Comparison, p-Series, and the Integral Test

Positive terms: bounded equals convergent

When every a_n >= 0, the partial sums s_N can only increase: s_{N+1} = s_N + a_{N+1} >= s_N. A monotone increasing sequence converges if and only if it is bounded above, by the monotone convergence theorem. So for non-negative series, convergence is exactly boundedness of the partial sums. This is what makes every comparison test work.

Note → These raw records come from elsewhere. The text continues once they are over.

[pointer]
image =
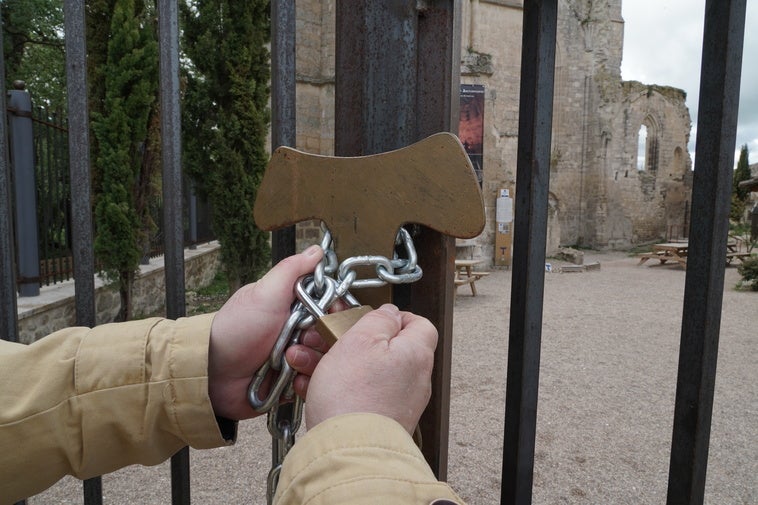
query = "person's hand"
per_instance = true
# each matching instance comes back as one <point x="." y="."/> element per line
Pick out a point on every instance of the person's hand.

The comparison test then reads: if 0 <= a_n <= b_n for all large n and sum b_n converges, so does sum a_n (its partial sums are trapped below a bound). And if a_n >= b_n >= 0 with sum b_n divergent, then sum a_n diverges too. Squeeze from above to prove convergence; push from below to prove divergence.

When the inequality is awkward to set up by hand, the limit comparison test is friendlier: if a_n, b_n > 0 and a_n/b_n -> L with 0 < L < infinity, then sum a_n and sum b_n converge or diverge together. You only need to know how a_n behaves to leading order.

The integral test settles the p-series

The standard yardstick is the p-series sum 1/n^p. To decide it cleanly we use the integral test: if f is positive, decreasing, and continuous with f(n) = a_n, then sum a_n and the improper integral of f from 1 to infinity converge or diverge together. The picture is rectangles trapped between the curve, comparing a sum to an area.

p-series sum_{n=1}^∞ 1/n^p, decided by the integral test.

Let f(x) = 1/x^p on [1, infinity): positive, continuous, decreasing
for p > 0. Compare the series to integral_1^infinity x^(-p) dx.

Case p != 1:
   integral_1^R x^(-p) dx = [ x^(1-p)/(1-p) ]_1^R
                          = (R^(1-p) - 1)/(1 - p).
   As R -> infinity:
      if p > 1, then 1-p < 0, so R^(1-p) -> 0  => integral = 1/(p-1)  (finite) => CONVERGES
      if p < 1, then 1-p > 0, so R^(1-p) -> infinity                 => DIVERGES

Case p = 1:
   integral_1^R (1/x) dx = ln R -> infinity                          => DIVERGES
   (this recovers the harmonic series)

Conclusion:  sum 1/n^p converges  <=>  p > 1.

Putting comparison to work

1. Look at the leading order of a_n for large n — strip away constants and lower-order terms.
2. Guess a p-series 1/n^p (or geometric r^n) that matches that leading order.
3. Confirm with the limit comparison test: compute a_n / (1/n^p) -> L and check 0 < L < infinity.
4. Read off the answer from the known behavior of the yardstick series.

Test sum (2n + 1)/(n^3 + 5).

Leading order: numerator ~ 2n, denominator ~ n^3,
so a_n ~ 2n / n^3 = 2/n^2. Compare with b_n = 1/n^2 (p = 2 > 1).

Limit comparison:
   a_n / b_n = [ (2n+1)/(n^3+5) ] * n^2
             = (2n^3 + n^2) / (n^3 + 5)
             -> 2   as n -> infinity   (0 < 2 < infinity).

Since sum 1/n^2 converges (p = 2 > 1),
by limit comparison sum (2n+1)/(n^3+5) CONVERGES.